La llevaron a un templo. No el grandioso monumento de mármol que dominaba la ciudad desde los acantilados del norte, sino un retiro modesto de una sola planta que se extendía a lo largo de una hectárea vallada de bosques bien atendidos, a varios kilómetros río arriba del corazón de la atestada metrópoli. Maia podía ver que el ambiente semirrural era un artificio cuidadosamente atendido por los pequeños pero prósperos clanes que compartían el vecindario. Claros arroyos corrían entre jardines, montañas de paja, molinos y talleres industriales.
Era un lugar donde generaciones de niñas, y las hijas de sus hijas, podrían jugar, crecer y atender los asuntos familiares a un ritmo reposado; confiadas en un mundo cuyos cambios serían lentos.
Los amurallados terrenos del templo eran poco atractivos. La capilla contenía los símbolos adecuados para venerar a la Madre Stratos y a las Fundadoras como era debido, aunque Maia sospechaba que no todo era ortodoxo. Guardianas vestidas de cuero patrullaban la empalizada. En el interior, el esperado aire de cultivada serenidad quedaba anulado por un barniz de tensión latente.

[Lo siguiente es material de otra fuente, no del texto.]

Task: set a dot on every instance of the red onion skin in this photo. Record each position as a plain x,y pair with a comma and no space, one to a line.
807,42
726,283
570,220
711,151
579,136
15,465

A excepción de Naroin y de su hermana más joven, ninguna de las mujeres se parecía.
Tras dejar atrás la capilla, los lúgars que transportaban el palanquín de Maia se acercaron a una modesta casa de madera, apartada del conjunto principal, rodeada de un porche. La doctora que había tratado a Maia a bordo del barco Gentilleschi conversó con dos mujeres, una alta y de aspecto severo, vestida con hábitos sacerdotales, y la otra rotunda, con túnica de diaconisa. Naroin, que las había acompañado desde el muelle fluvial, dio un largo rodeo a la casa para comprobar su seguridad, mientras Hullin echaba una rápida ojeada a su interior. Tras reunirse cerca del porche, ambas intercambiaron movimientos de cabeza.
Con la ayuda de una monja-enfermera, Maia bajó del palanquín, soportando estoicamente el profundo dolor de su rodilla y su costado. La ayudaron a subir una corta rampa hasta la casa, y se detuvieron en la entrada, cuando la alta sacerdotisa se inclinó para mirarla a los ojos.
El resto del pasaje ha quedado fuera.